Capricorn: This year I’m counting on all those Capricorn qualities: duty, respectability, responsibility, and, most important, the determination to keep every promise you make. Except when it comes to having children. Apparently, you just flat out lied about that one. I believe the words ‘I Love Kids!’ were even uttered during our first love-making session. Thank goodness balance-loving Libra will tiptoe through your house of relationships this year. She better tiptoe, sweet Capricorn! If she so much as looks at me the wrong way, I swear I’m going right back to Kent who still loves me and doesn’t lie about really important crap like that. The moon in Gemini will make you gassy as well.
Aquarius: This will be quite an interesting month for you, Aquarius!
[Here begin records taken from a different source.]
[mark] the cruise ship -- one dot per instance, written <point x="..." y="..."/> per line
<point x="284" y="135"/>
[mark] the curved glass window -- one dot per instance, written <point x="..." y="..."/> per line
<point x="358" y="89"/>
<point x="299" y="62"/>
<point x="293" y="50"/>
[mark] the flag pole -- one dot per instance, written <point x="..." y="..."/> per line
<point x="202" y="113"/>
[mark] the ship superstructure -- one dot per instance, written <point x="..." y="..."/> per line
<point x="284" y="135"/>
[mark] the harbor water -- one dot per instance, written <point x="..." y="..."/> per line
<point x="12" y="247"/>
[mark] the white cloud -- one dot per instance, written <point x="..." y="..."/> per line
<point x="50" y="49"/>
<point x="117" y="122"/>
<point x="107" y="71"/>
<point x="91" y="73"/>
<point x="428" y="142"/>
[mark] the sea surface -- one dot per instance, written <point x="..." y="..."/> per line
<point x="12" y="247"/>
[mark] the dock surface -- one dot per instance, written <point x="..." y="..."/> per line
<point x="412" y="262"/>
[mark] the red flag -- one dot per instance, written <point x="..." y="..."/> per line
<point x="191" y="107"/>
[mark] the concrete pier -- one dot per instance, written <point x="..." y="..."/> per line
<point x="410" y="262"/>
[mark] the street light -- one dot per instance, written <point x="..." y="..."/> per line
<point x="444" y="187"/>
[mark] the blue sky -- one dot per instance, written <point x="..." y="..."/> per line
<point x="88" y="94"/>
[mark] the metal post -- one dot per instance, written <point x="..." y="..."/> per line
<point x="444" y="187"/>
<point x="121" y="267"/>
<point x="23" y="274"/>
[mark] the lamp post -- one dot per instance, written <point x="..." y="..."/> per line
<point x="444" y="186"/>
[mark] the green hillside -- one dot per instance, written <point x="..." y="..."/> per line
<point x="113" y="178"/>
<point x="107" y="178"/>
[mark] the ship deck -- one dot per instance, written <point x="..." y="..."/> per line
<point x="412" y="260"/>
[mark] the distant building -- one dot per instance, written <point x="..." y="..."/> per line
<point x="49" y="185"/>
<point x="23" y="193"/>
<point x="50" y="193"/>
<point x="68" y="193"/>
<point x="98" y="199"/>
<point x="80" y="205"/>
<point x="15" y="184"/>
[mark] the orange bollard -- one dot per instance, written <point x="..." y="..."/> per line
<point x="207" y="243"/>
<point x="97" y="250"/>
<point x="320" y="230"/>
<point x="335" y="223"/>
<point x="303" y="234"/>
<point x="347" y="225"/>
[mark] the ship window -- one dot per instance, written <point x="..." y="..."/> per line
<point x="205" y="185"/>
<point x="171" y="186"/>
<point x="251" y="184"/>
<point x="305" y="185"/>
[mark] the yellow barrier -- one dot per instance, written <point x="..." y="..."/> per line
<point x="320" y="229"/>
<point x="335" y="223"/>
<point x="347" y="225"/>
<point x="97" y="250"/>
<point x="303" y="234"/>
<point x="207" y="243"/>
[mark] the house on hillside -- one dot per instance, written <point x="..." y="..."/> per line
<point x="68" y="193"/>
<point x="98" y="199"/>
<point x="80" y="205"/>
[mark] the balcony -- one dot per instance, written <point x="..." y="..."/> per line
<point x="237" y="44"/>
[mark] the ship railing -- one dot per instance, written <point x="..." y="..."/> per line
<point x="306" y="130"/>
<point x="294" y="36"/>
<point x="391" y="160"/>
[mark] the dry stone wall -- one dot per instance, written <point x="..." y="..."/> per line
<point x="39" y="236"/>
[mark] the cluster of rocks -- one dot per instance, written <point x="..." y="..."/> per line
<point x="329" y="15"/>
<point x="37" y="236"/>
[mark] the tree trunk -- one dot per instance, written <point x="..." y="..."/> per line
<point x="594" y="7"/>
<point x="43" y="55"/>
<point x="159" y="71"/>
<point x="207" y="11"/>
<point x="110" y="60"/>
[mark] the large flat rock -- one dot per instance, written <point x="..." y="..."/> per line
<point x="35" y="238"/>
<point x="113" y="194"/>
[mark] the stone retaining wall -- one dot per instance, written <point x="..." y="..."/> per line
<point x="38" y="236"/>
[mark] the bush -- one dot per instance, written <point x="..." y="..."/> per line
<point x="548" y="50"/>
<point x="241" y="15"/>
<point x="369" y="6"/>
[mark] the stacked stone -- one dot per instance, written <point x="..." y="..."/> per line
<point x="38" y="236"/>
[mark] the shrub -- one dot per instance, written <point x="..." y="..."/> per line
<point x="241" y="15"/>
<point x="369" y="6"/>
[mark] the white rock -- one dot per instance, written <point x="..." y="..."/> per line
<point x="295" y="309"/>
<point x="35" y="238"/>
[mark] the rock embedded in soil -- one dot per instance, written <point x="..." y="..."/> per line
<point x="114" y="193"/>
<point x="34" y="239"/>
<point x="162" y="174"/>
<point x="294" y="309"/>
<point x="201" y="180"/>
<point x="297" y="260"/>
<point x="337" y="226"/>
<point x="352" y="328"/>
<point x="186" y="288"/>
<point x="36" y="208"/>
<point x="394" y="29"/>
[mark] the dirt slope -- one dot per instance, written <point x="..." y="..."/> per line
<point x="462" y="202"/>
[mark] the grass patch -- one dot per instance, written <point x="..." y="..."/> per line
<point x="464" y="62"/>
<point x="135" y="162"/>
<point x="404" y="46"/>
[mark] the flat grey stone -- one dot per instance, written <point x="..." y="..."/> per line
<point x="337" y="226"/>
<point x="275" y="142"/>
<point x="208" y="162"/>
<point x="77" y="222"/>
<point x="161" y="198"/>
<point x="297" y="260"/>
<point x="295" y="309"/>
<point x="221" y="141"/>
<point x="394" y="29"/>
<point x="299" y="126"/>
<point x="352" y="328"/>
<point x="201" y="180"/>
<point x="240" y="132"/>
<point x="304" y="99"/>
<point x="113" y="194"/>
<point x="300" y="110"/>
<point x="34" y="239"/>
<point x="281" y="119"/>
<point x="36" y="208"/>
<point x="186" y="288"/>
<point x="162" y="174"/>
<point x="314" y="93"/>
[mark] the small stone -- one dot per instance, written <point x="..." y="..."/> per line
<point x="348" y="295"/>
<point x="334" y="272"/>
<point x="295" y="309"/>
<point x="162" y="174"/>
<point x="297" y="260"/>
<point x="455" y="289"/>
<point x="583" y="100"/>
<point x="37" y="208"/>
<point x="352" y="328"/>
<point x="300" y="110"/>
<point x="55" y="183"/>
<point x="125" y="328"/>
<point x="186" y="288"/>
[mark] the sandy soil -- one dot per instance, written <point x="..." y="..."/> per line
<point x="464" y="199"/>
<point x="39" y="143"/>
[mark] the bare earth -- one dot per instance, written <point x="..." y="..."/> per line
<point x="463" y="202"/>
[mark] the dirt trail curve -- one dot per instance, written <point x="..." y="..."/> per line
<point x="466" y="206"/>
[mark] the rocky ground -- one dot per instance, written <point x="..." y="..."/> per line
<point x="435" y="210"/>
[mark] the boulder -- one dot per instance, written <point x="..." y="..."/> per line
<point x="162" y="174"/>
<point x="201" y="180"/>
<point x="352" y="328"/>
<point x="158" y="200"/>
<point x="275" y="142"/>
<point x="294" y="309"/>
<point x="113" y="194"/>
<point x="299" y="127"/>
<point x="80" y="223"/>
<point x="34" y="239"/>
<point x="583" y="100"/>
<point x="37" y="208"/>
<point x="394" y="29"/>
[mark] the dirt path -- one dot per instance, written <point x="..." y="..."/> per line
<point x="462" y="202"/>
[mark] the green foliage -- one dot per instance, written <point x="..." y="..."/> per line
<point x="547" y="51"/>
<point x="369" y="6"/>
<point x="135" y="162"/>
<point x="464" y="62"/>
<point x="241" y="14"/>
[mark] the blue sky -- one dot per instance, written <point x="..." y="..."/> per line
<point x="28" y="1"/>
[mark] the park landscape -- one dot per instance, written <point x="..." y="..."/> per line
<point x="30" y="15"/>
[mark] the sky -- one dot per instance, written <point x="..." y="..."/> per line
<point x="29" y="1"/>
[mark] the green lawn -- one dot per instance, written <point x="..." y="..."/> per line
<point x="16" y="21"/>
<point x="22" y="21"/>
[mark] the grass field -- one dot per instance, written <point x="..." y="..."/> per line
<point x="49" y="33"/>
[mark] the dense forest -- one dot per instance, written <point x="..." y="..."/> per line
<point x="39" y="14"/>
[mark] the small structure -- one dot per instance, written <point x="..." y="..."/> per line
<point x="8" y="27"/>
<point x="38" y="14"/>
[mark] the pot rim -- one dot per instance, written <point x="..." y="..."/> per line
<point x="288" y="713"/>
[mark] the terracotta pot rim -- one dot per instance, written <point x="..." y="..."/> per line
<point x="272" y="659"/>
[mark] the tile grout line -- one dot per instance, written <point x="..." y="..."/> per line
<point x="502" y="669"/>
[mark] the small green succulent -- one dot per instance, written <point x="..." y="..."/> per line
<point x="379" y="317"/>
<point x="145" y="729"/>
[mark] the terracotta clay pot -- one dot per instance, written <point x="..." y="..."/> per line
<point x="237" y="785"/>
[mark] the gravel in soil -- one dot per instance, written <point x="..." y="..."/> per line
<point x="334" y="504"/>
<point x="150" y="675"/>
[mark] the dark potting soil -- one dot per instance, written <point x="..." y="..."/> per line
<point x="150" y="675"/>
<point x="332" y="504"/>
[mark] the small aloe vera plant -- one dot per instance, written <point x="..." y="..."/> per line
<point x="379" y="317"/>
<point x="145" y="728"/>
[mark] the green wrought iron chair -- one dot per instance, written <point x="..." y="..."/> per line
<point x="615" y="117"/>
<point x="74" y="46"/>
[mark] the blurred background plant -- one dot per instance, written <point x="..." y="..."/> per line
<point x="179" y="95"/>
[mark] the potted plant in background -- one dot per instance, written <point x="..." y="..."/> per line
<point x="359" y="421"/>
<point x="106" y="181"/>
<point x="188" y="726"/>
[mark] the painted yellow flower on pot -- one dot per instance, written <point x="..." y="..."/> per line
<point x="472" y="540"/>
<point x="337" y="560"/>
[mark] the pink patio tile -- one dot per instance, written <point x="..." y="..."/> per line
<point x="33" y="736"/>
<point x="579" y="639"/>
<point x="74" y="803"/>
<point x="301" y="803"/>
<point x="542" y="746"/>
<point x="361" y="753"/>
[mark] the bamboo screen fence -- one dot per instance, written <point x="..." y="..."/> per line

Especially in the emotions department. Seriously, I talked to your sister and we both think you have adult ADD. It would be great if you went to see Dr. Clark. I just hate coming home and seeing such a mess. And by 'mess' I mean you, Jeff. How does anyone end up with so much magic marker on them? Hopefully, several planetary allies, especially Uranus and some St. Johns Wort will help with monetary gains since I’m tired of paying for everything because you can’t keep a job. When Venus goes retrograde in March, I’m going to stay with my Aunt Liz for a few weeks. Hopefully by then, you’ll have figured out how the dishwasher works.
Pisces: Saturn, the planet of friendship will play a special role this month dear Pisces. Namely, eating me out of house and home and sleeping on my new carpets. Fat Eddie is especially a problem. I think you know why. The man is like a scene out of a Monty Python sketch. I’ll never get those stains out! Benevolent Jupiter is going to ride your ass until you figure out that you’re a big boy now. You want to drink until the cows come home? Go sleep in the friggin’ barn! Sensitive Virgo would like to get a good night’s sleep before her parents show up this weekend! When Mercury goes retrograde on the 29th, I’ll be in Seattle with Kent having the time of my life. Happy fucking April, Jeff.